Atrasentan fails to protect against the induction phase of ischemic- reperfusion injury

Mice were subjected to either 22.5 minutes or 25 min of bilateral ischemic renal injury in the presence or absence of Atra pre-treatment for 24 hrs before and for 24 hrs after the induction of renal ischemia. The severity of injury was assessed at 24 hrs post ischemia by BUN and plasma creatinine concentrations and by the extent of induction of renal cortical NGAL mRNA. Atra failed to mitigate AKI severity, as assessed by any of these three parameters.

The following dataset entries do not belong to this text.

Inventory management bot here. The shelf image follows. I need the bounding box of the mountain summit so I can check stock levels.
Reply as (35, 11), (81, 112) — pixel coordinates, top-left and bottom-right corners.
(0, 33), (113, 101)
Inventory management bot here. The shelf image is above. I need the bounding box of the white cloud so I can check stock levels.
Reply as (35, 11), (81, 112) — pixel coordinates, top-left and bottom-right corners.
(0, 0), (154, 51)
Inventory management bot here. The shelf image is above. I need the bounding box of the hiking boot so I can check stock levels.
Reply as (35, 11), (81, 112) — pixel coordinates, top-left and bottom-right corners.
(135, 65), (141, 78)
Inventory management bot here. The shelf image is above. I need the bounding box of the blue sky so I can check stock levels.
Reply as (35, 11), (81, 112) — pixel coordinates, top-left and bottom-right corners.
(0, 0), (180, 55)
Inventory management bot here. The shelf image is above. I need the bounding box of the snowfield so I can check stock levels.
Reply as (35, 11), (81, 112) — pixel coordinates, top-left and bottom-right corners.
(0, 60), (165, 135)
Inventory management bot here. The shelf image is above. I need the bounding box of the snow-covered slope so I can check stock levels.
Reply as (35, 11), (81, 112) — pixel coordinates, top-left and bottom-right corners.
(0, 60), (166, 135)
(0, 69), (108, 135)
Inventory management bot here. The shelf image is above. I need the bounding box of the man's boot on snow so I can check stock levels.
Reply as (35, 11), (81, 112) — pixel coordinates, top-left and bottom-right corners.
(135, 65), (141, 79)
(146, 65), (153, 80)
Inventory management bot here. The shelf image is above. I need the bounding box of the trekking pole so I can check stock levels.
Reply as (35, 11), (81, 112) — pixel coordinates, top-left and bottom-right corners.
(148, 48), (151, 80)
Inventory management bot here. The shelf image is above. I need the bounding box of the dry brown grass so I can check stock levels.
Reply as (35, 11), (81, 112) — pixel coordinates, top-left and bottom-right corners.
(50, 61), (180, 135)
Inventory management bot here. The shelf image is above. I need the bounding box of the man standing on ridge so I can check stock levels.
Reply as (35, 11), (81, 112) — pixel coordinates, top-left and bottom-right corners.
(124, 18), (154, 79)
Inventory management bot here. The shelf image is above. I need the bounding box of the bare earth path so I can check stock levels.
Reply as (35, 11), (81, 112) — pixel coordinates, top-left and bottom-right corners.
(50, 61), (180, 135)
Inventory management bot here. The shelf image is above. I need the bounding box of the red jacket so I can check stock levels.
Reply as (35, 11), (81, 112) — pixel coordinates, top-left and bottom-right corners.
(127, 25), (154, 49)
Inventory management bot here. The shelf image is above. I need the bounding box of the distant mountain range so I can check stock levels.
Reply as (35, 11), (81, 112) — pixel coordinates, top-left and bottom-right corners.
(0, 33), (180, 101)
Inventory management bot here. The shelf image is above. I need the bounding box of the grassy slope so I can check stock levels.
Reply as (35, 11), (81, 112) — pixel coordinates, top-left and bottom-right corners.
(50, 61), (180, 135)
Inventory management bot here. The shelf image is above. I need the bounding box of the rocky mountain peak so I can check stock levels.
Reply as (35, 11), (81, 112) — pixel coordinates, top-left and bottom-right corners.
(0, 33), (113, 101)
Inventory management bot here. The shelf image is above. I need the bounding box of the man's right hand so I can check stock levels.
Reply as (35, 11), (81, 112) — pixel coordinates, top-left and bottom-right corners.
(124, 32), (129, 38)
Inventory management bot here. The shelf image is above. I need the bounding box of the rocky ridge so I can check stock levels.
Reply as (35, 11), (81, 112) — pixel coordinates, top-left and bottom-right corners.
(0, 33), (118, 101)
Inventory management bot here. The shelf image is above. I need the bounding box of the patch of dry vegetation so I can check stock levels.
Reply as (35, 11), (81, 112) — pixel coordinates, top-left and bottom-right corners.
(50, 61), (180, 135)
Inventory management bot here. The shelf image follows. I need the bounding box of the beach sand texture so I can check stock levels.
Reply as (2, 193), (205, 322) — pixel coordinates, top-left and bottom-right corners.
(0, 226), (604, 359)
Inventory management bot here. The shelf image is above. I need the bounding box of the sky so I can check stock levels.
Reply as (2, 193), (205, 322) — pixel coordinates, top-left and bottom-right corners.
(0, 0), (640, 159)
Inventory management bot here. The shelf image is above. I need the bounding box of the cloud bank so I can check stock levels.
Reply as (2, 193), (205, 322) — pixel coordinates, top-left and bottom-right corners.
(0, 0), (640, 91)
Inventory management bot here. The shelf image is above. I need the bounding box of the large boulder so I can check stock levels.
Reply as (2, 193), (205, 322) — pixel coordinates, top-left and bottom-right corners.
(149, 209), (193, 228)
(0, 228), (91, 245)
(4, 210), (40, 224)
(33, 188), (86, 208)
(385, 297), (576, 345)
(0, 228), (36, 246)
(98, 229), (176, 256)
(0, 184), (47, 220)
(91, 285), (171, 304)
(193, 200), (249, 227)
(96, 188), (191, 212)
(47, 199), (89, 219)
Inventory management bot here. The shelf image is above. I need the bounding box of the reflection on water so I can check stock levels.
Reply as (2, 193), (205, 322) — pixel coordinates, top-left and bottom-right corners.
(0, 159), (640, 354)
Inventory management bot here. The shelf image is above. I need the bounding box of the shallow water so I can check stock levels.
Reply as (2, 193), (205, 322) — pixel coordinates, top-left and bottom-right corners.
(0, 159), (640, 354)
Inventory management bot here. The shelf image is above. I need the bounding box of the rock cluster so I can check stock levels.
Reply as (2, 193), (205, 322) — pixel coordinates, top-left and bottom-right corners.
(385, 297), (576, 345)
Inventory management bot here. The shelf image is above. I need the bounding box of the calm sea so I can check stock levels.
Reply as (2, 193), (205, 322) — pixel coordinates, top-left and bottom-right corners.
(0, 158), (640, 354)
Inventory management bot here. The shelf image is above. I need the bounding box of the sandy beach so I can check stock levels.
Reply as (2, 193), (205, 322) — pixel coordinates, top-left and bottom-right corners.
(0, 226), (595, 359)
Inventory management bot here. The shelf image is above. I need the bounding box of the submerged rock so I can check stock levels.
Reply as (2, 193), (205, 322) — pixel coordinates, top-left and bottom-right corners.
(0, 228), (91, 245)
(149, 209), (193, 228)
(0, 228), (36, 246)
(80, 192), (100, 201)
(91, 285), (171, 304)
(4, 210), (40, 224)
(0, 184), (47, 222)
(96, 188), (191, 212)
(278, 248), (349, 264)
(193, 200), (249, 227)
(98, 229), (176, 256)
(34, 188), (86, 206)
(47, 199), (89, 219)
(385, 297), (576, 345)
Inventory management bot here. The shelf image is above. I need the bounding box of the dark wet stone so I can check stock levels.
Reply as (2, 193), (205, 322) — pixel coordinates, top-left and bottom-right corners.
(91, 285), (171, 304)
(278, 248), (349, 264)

Assessment of Atrasentan treatment on post- ischemic lactate levels and CD-34 staining

Unilateral ischemia was associated with an increase in renal cortical lactate levels from 1-3 days post ischemia (see Figure 9, left). With Atrasentan treatment, post-ischemic lactate concentrations remained at or near control levels (NS vs. control values). Thus, these data are consistent with the hypothesis that ETA receptor blockade improved post-ischemic tissue oxygenation, presumably via through an improvement in renal microcirculatory perfusion. Morphologic support for this assumption was apparent from CD-34 staining of the two week post- ischemic kidneys with and without Atrasentan treatment. Marked micovascular dilatation, consistent with vascular stasis/vascular injury, was apparent in control post- ischemic kidneys, as assessed by CD-34 staining. These changes were almost completely absent in the presence of Atrasentan treatment (Fig. 9, right).

Figure 9

Renal cortical lactate concentrations in normal and post- ischemic kidneys; CD-34 staining of the microvasculature with and without Atrasentan treatment

Renal cortical lactate concentrations were elevated from 1-3 days post ischemia, compared to baseline (BL) values (left panel). Atrasentan almost completely normalized these elevated levels (control vs. Atrasentan treated post-ischemic kidney tissues, p<0.015). A morphologic correlate of an improved microcirculation is that control post-ischemic kidneys demonstrated marked microvascular dilatation, consistent with vascular congestion, whereas the microvascular pattern appeared normal at two weeks post- ischemia with Atrasentan treatment. Histologic photomicrographs depict the region of the inner cortex / outer medullary stripe. A, normal kidney, B, 2 weeks post ischemia; C, 2 weeks post ischemia with Atrasentan treatment. Scale bar = 200 micron.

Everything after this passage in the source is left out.